L’une de leurs tâches essentielles consiste à « communiquer le plus largement possible [4] » sur l’existence de ce dispositif pour « toucher  » la population étrangère et parvenir à nouer des contacts auprès de « partenaires locaux […] en contact avec ces publics (représentants des diasporas, structures d’aide aux migrants, personnes démunies, foyers de travailleurs migrants, CCAS [centre communal d’action sociale], structures d’accès aux soins…) [5] » susceptibles de servir de « relais à part entière  ». Au sein des Cada, souvent considérés par le personnel de l’Ofii comme un « lieu qui nous est un petit peu réservé  », l’office s’est généralement heurté à la réticence des travailleurs sociaux, du moins au début : « Lors des premiers contacts, en tant que représentant de l’État, je prenais tout en pleine figure. Après c’est une question d’idéologie politique. On n’avait qu’un message à faire passer : ça se finira par un retour, autant prendre le volontaire avec un pécule substantiel. On n’était plus en train de dire : ce n’est pas normal qu’il n’ait pas l’asile. C’est ça qui a été difficile au début. Et puis petit à petit, il y a eu une meilleure écoute, une meilleure adhésion et puis finalement une collaboration. Mais ça a été du travail !  ». Les travailleurs sociaux et les déboutés sont ainsi incités à adopter les œillères de l’Ofii et n’envisager pour unique horizon que la menace d’une sortie musclée hors du Cada et du territoire.

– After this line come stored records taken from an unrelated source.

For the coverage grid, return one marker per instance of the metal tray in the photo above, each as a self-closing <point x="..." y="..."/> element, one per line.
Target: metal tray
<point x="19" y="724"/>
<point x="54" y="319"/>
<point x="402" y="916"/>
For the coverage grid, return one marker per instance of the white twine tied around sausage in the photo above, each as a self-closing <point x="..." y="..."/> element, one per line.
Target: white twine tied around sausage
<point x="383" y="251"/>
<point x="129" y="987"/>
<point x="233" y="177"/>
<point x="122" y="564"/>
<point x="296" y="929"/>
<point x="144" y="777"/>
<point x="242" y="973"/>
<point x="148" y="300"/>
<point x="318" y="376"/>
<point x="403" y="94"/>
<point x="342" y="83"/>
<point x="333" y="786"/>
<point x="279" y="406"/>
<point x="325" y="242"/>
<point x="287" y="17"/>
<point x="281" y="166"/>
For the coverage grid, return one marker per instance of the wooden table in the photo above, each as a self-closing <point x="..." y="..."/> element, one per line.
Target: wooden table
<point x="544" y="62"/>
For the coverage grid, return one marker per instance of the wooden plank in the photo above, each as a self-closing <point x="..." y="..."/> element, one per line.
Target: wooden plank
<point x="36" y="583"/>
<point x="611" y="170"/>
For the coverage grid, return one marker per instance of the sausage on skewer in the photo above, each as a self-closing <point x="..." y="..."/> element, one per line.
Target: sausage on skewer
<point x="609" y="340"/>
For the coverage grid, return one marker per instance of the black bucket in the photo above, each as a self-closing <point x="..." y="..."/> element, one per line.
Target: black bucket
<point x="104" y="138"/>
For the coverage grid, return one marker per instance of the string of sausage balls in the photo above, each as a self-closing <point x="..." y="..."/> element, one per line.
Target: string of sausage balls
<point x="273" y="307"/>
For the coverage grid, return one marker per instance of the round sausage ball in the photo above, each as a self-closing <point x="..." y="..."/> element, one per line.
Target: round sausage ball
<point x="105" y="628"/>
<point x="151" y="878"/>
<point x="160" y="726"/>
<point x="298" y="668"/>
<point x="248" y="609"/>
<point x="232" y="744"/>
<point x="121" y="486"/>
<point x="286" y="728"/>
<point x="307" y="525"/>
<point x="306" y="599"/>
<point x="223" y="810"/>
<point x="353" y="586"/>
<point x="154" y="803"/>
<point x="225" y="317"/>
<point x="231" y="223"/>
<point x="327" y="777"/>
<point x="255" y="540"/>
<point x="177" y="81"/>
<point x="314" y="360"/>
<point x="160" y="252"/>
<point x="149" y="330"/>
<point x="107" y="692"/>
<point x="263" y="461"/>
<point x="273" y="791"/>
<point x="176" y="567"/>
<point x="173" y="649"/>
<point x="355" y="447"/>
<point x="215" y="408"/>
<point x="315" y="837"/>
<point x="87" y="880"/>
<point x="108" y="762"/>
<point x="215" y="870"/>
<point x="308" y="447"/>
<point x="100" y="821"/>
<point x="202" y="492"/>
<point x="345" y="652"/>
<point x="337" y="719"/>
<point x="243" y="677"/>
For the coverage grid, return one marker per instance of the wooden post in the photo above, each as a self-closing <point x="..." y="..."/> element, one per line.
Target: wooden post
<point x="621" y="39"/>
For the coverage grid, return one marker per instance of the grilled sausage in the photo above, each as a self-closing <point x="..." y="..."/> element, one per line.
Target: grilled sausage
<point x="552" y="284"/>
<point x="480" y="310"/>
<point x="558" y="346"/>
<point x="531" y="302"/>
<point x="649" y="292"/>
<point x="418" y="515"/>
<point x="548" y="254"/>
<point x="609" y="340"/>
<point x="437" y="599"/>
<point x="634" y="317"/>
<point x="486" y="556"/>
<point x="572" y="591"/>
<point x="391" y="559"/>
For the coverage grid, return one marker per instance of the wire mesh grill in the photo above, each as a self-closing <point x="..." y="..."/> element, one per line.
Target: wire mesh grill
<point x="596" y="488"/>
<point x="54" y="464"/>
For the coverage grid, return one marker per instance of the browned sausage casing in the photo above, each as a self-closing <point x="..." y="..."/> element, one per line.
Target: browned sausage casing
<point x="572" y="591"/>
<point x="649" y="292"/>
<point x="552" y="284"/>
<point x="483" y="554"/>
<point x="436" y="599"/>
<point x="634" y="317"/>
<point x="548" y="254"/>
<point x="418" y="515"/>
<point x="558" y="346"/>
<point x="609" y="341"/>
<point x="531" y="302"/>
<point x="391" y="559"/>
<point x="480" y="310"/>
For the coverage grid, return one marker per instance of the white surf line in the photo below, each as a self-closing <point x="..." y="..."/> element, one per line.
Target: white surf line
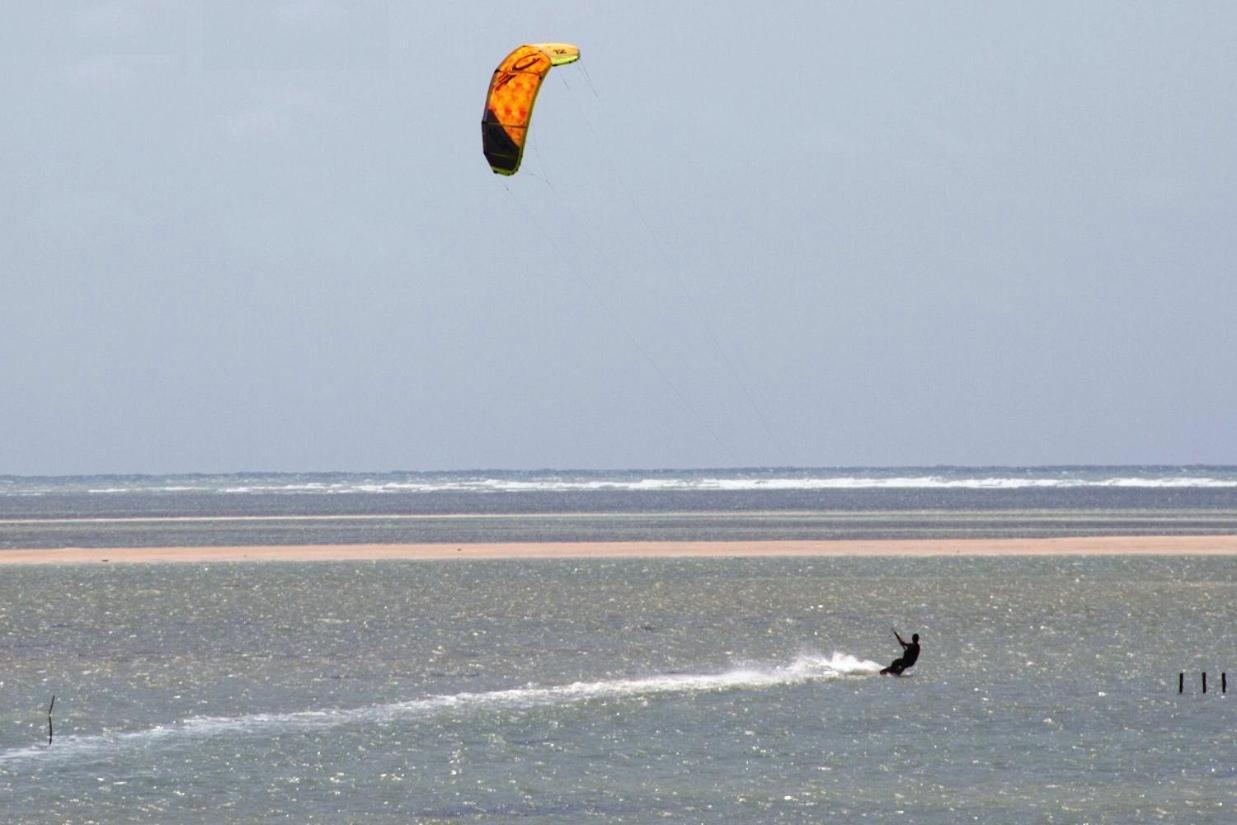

S’il conçoit l’aide au retour comme une « alternative au retour forcé  », le personnel de l’Ofii met néanmoins en doute l’efficacité de l’« information systématique et répétée  » des personnes dès le début de leur demande d’asile : « Tout ce travail fait en amont ne sert à rien ! Ils ne sont pas du tout dans une optique de départ. Mais comme les préfets nous demandent de faire quand même l’information, on la fait.  » En outre, les responsables de l’aide au retour ont pour instruction de convoquer tout individu dont la requête d’asile vient d’être rejetée. Celui-ci doit signer une attestation d’offre de retour et fournir une réponse dans les dix jours qui suivent. En pratique, cette consigne est peu suivie, tant du fait de la priorité donnée à d’autres procédures que de la réticence des salarié·e·s : « Quand j’ai trouvé ce formulaire, je me suis dit : "Mais qu’est-ce que c’est que ça ?!" Il y a même eu des Cada qui m’ont dit : "Oh là là, les gens sont venus mais ils n’ont pas signé !" Moi je ne fais rien signer, je ne tamponne rien du tout. Ça ne me semble justement pas logique dans une démarche de retour volontaire !  »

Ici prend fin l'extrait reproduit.